All nine of the Good Samaritan patients were over 50 and had heart problems. Eight had cardiac procedures in the hospital that ranged from the insertion of a temporary pacemaker to coronary artery bypass surgery. And eight also spent time on the same floor of the hospital before becoming ill.

Fred Leaf, the health department's chief operating officer, said his agency did not act quickly enough to alert the public. He said he did not know if a warning could have prevented other illnesses or deaths.

"Early on, we had enough that we could have done a simple press release that would have provided this information to the public," Leaf said. "I do think Legionnaires' is something of interest generally because it's rather notorious from its initial identification" at a 1976 American Legion convention in Philadelphia. Twenty-nine people died in that outbreak.

Even while calling for more openness, Los Angeles County health authorities said Monday that ongoing investigations prevented them from disclosing the location of other infectious disease clusters. They said they would release more information only if they identified a compelling public reason.

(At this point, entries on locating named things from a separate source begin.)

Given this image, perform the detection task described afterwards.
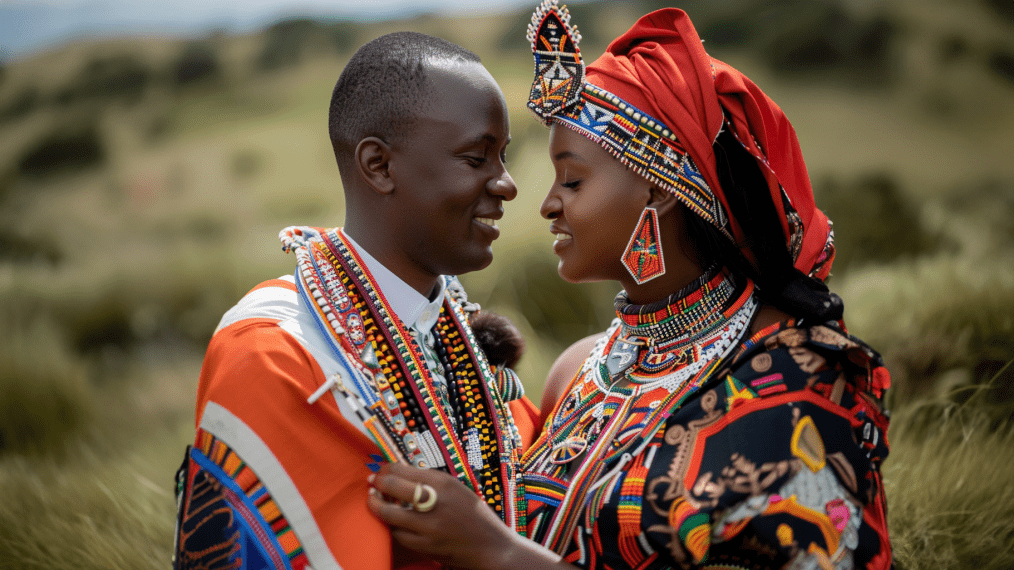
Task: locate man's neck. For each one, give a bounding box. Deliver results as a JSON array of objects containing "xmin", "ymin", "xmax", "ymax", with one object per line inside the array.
[
  {"xmin": 342, "ymin": 226, "xmax": 442, "ymax": 300},
  {"xmin": 341, "ymin": 229, "xmax": 444, "ymax": 328}
]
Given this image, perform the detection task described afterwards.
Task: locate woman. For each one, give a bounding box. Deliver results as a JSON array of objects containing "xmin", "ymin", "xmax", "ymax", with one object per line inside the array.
[{"xmin": 369, "ymin": 0, "xmax": 891, "ymax": 569}]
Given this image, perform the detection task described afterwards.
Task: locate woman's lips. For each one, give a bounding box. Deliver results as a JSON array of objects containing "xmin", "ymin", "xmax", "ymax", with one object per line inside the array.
[{"xmin": 553, "ymin": 231, "xmax": 574, "ymax": 254}]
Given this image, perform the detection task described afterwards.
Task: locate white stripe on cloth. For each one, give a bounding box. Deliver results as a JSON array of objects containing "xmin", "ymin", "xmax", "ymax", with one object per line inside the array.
[{"xmin": 201, "ymin": 402, "xmax": 342, "ymax": 570}]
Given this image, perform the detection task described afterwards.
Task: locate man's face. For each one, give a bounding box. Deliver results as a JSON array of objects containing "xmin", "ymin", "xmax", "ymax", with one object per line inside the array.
[{"xmin": 389, "ymin": 62, "xmax": 517, "ymax": 275}]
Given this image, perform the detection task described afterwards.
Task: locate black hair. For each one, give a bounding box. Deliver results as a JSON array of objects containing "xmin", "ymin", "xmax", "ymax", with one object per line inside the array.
[
  {"xmin": 328, "ymin": 31, "xmax": 481, "ymax": 174},
  {"xmin": 684, "ymin": 129, "xmax": 844, "ymax": 323}
]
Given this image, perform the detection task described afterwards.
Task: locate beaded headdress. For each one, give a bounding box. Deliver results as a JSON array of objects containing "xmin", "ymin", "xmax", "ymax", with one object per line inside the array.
[
  {"xmin": 527, "ymin": 0, "xmax": 834, "ymax": 279},
  {"xmin": 527, "ymin": 0, "xmax": 732, "ymax": 234}
]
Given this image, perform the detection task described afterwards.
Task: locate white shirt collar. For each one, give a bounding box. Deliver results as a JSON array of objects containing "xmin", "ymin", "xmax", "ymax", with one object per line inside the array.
[{"xmin": 341, "ymin": 229, "xmax": 447, "ymax": 332}]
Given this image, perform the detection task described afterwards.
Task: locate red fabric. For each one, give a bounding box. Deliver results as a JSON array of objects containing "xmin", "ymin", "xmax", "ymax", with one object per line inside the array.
[{"xmin": 585, "ymin": 8, "xmax": 830, "ymax": 279}]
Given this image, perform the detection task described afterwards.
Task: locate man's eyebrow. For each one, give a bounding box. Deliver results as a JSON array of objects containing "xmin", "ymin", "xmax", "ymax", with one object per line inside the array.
[
  {"xmin": 461, "ymin": 133, "xmax": 511, "ymax": 147},
  {"xmin": 553, "ymin": 150, "xmax": 585, "ymax": 162}
]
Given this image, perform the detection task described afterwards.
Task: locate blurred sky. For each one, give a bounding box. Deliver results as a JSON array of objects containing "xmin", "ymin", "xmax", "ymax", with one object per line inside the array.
[{"xmin": 0, "ymin": 0, "xmax": 573, "ymax": 60}]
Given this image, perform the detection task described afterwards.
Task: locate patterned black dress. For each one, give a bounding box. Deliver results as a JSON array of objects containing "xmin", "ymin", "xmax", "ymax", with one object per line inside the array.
[{"xmin": 523, "ymin": 274, "xmax": 891, "ymax": 570}]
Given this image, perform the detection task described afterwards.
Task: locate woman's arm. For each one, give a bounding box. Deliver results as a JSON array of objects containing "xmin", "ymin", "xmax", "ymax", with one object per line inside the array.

Good Samaritan officials said they began holding forums for employees, volunteers and medical staff in April to educate them about Legionnaires'.

As far as the public goes, Shook said, "this is not something that merits broadcast information. In the big picture of hospital associated risks and so on, this is pretty small potatoes."

A person becomes infected with Legionnaires' by inhaling water droplets or mist containing the Legionella pneumophila bacterium. Those most at risk include cigarette smokers, people with chronic lung problems and patients who undergo major surgeries including transplants.

Nationally, Legionnaires' disease affects 8,000 to 18,000 people annually. Most cases are acquired in the home or community, not health-care facilities. The disease is fatal in 5% to 30% of cases, according to the federal Centers for Disease Control and Prevention.

Symptoms include fever, chills and a cough. Some patients also have muscle aches, headache, fatigue, loss of appetite and diarrhea.

The Legionella bacterium is present naturally in the environment and can be found in hot tubs, water tanks, humidifiers, cooling towers and air-conditioning systems.